I had no idea when they were deleted. I searched my backups but of course the directories had been synced a long time ago and they were gone. I checked Backblaze and there was no sign of them. I even checked Google Plus for their backups but still no sign of them. I must have deleted them more than two years ago.
I hate that. I have multiple copies of every photo just because this might happen and yet it wasn’t enough! My backups sync every night so any deletes were synced within twenty four hours.
Almost. Later, I remembered that I had backed up photos to DVDs before I started using multiple drives and Backblaze. They were up in the attic!
It didn’t take long to get them, the first DVD worked and my photos from The St. Patrick’s Festival in 2006 were restored, but the photos from April 20th were on the second DVD. The second DVD didn’t work. Nooooo!

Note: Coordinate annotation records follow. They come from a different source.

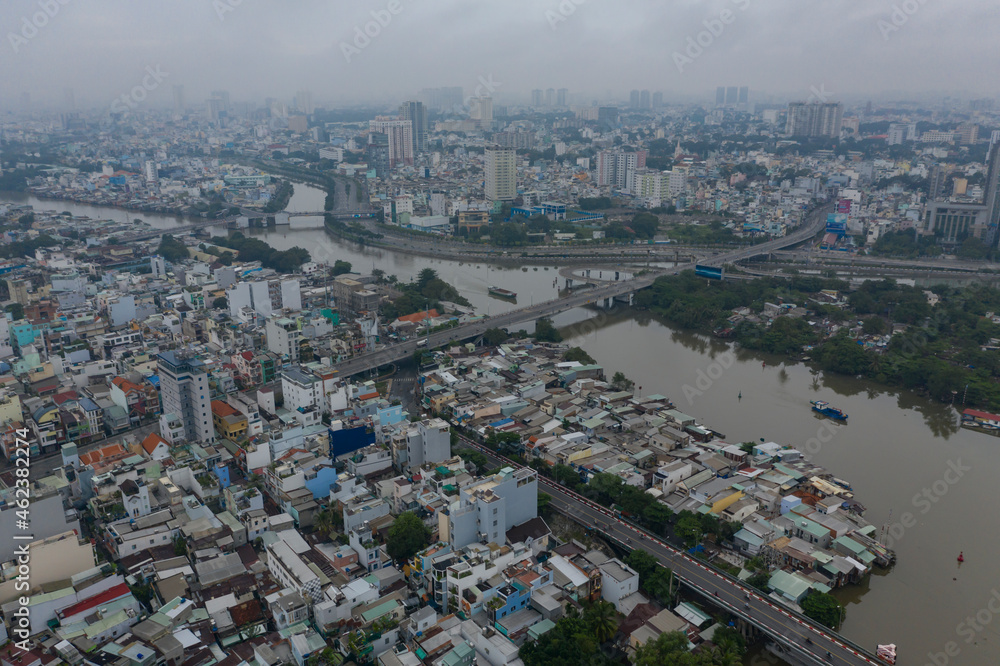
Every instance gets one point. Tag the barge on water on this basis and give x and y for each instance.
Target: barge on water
(503, 293)
(982, 421)
(825, 409)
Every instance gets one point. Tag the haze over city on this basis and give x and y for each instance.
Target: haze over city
(598, 49)
(509, 333)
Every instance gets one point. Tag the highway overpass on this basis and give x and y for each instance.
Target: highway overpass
(801, 639)
(600, 295)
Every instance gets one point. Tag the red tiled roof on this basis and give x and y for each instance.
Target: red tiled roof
(151, 442)
(220, 408)
(115, 592)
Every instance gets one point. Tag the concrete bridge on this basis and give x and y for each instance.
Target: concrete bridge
(799, 639)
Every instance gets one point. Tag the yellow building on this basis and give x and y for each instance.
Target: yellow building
(229, 423)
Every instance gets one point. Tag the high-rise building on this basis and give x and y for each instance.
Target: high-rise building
(185, 394)
(378, 153)
(400, 133)
(179, 99)
(416, 114)
(814, 120)
(616, 168)
(304, 103)
(968, 134)
(608, 116)
(150, 172)
(223, 97)
(897, 134)
(501, 173)
(482, 110)
(442, 99)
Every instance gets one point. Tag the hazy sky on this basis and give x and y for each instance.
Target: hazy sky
(595, 48)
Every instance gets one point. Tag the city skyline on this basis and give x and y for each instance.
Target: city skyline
(257, 51)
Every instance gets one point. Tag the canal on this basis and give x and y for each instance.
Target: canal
(930, 483)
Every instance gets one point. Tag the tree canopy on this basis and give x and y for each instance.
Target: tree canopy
(407, 536)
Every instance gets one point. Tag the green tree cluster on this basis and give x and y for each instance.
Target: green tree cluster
(253, 249)
(407, 536)
(425, 293)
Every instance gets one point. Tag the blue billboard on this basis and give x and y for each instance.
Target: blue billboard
(708, 271)
(836, 223)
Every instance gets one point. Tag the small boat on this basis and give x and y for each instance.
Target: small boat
(502, 293)
(887, 653)
(825, 409)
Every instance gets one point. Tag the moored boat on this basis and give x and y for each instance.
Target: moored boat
(502, 293)
(825, 409)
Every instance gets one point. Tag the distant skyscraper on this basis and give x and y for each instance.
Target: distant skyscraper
(501, 173)
(482, 110)
(149, 169)
(608, 116)
(378, 153)
(814, 120)
(304, 103)
(185, 394)
(223, 97)
(400, 133)
(416, 114)
(179, 99)
(442, 99)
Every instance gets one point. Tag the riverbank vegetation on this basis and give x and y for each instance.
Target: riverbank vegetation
(253, 249)
(424, 293)
(282, 195)
(940, 341)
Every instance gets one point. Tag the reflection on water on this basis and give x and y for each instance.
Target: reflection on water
(897, 444)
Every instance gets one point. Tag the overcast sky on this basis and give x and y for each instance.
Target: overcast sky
(598, 49)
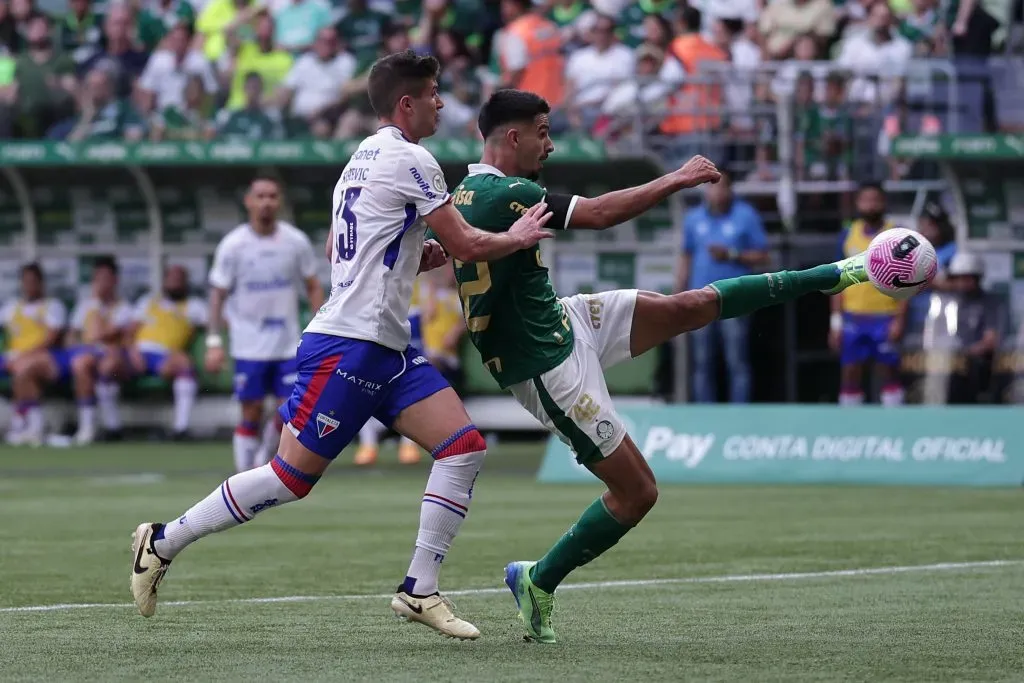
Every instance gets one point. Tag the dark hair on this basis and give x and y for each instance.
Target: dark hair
(690, 17)
(34, 268)
(870, 184)
(509, 105)
(108, 262)
(264, 177)
(397, 75)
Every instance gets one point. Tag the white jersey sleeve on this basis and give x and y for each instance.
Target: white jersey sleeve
(56, 314)
(377, 239)
(222, 272)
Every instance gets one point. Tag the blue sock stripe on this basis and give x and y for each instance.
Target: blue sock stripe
(230, 509)
(298, 474)
(445, 506)
(452, 439)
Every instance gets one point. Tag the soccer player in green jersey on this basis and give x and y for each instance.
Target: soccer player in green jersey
(551, 352)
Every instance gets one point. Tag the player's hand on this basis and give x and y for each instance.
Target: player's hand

The rest of the photos did survive their stay in my cold, damp attic and were restored. I’m thinking now about monthly offline backups to a drive I’ll plug in occasionally.
Do I have any photos from April 20th, 2006? I remember the day well because I was in St. Finbarr’s Hospital with my wife helping a family member. While the others waited I went outside to take photos of a derelict building at the back of the hospital grounds. People passed me going to work while I was take pictures of the daisies, flowers and old architecture. Soon enough a security guard showed up but he just asked me to stop taking photos. I do have a few photos. We called to a friend later in the day and I got some shots of her cat so that’s here too. 🙂
This phone booth is gone now
What’s the take home message from all this?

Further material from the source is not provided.